# Rationing



## JustAnotherNut (Feb 27, 2017)

Depending on what & how it comes down, the idea of rationing food, water, tp, ammunition, etc may become a reality we have to face. Even if you have an extensive stockpile. Personally I think it's dangerous to think you have more than enough and wouldn't have to worry about it. But maybe that's just me. 

Water would probably be the biggest concern, especially those of us dependent on the city water system but it's also possible for those on private wells. Just because you have your own well, doesn't mean you're the only one using that water. More than likely your neighbors and others have wells that are pulling from the same underground source, and wells do go dry. Not sure, but could also get contaminated in some way. Same goes for rain water. 

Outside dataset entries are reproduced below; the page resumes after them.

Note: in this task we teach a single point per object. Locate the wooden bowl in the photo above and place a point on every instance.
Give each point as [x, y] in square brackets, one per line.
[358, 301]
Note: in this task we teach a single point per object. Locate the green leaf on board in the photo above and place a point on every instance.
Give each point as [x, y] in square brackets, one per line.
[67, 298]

There are a few ways of saving water, one of which is for cooking. Most canned foods have some type of liquid or water that can be either saved or used for other cooking or rehydrating dried foods. And along this same line, if you normally use 2 cans of green beans, to feed your family, only use one and add some dried green beans to make use of the water and save the other can for another meal. Or just throw cans of veggies water & all into the pot, add rice or pasta to soak it up. These suggestions aren't much but may help to keep more drinking water available. 

As for food? Do you currently eat the daily recommended servings of each food type and serving sizes??? Probably not since most of us eat a lot more than we really need.....so when SHTF, you'd think you were already rationing. 

With your supplies, how soon and how much would you be willing or need to start rationing? How would it look like? 


Here, I'd say I have enough food stuff for 3 adults for 3 or 4 months, but only enough drinking water for about 10 days. With a 200 gallon water tank (currently less than half full) and several buckets for rain water that would be used for the animals and washing/cleaning......or us with purification if needed. And I would start rationing right off the bat, and by that I mean there would be a one pot meal prepared per day and any leftovers would provide an additional meal the next day (that days one pot meal, then whatever leftovers from the previous day). Maybe once a week have a 3 or 4 course meal. And at all times, meat would not be the main ingredient. It would be part of the meal, just in smaller amounts. (remember, 2 or 3 oz of protein is about the size of a deck of cards and most people eat atleast twice that much) And even though I have chickens, I wouldn't butcher right away.....unless absolutely necessary. 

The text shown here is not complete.